New technology has been developed by researchers at North Carolina State University for decoding neuromuscular signals to control powered prosthetic wrists and hands.
Computer models are used that closely mimic behaviour of natural structures in the forearm, wrist, and hands; technology could be used to develop computer game interface devices for applications such as computer aided and gaming design. The newly developed technology has been working well in early testing and is awaiting clinical trials.
Current prosthetics rely on machine learning to create pattern recognition for prosthesis control, which requires user to teach the device to recognize specific patterns of muscle activity to be translated into commands such as opening and closing a prosthetic hand. Pattern recognition control requires a lengthy process of training, which can be tedious and time consuming.
Researchers have developed a user generic musculoskeletal model that is more intuitive, reliable, and more practical. Electromyography sensors placed on forearms of 6 able bodied volunteers tracked exactly which neuromuscular signals were being sent when performing various wrist and hand actions.
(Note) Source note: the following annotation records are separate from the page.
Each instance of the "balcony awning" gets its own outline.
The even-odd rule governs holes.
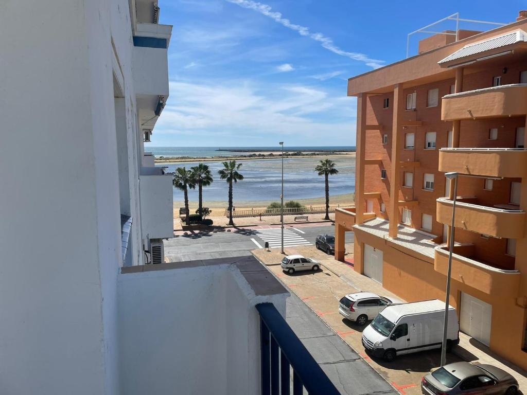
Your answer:
[[[518,43],[527,43],[527,33],[520,29],[493,37],[484,41],[469,44],[440,61],[437,64],[442,66],[453,61],[469,60],[473,55],[481,55],[482,57],[484,57],[489,51]]]

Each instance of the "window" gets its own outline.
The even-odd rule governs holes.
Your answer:
[[[414,173],[409,172],[404,172],[404,183],[403,186],[411,188],[414,186]]]
[[[432,231],[432,215],[430,214],[423,214],[421,228],[425,231]]]
[[[406,95],[406,110],[415,109],[415,99],[417,96],[417,94],[415,92]]]
[[[437,88],[436,88],[435,89],[431,89],[430,91],[428,91],[428,101],[427,102],[427,106],[437,107],[438,98],[439,98],[439,90],[437,89]]]
[[[497,128],[493,127],[492,129],[489,129],[489,140],[497,140]]]
[[[425,148],[427,150],[435,149],[435,132],[427,132],[426,133]]]
[[[412,210],[403,209],[403,223],[412,225]]]
[[[516,256],[516,239],[507,239],[507,255],[512,256]]]
[[[485,186],[483,187],[483,189],[485,191],[492,191],[493,185],[494,180],[492,179],[486,179],[485,180]]]
[[[423,182],[423,187],[427,191],[434,190],[434,175],[428,173],[425,174]]]
[[[414,135],[413,133],[406,133],[404,137],[404,147],[413,149]]]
Data collected was used to create the generic model which translated the neuromuscular signals into commands which manipulated a powered prosthetic.
When a hand is lost, the brain network is still wired as if the hand were still there. If a person wants to pick something up, the brain will still send the required signals. Sensors are used to pick up those signals and convey the data to a computer where it is fed into a virtual musculoskeletal model taking the place of muscle, joints, and bones calculating movements which would have happened if the hand and wrist were still whole, to perform the event in a coordinated way in real time resembling natural fluid movement motions.
Incorporating knowledge of biological processes behind generation of movement the team was able to create a novel neural interface for prosthetic which is generic and reliable across different arm postures, potential applications are not limited to prosthetic devices.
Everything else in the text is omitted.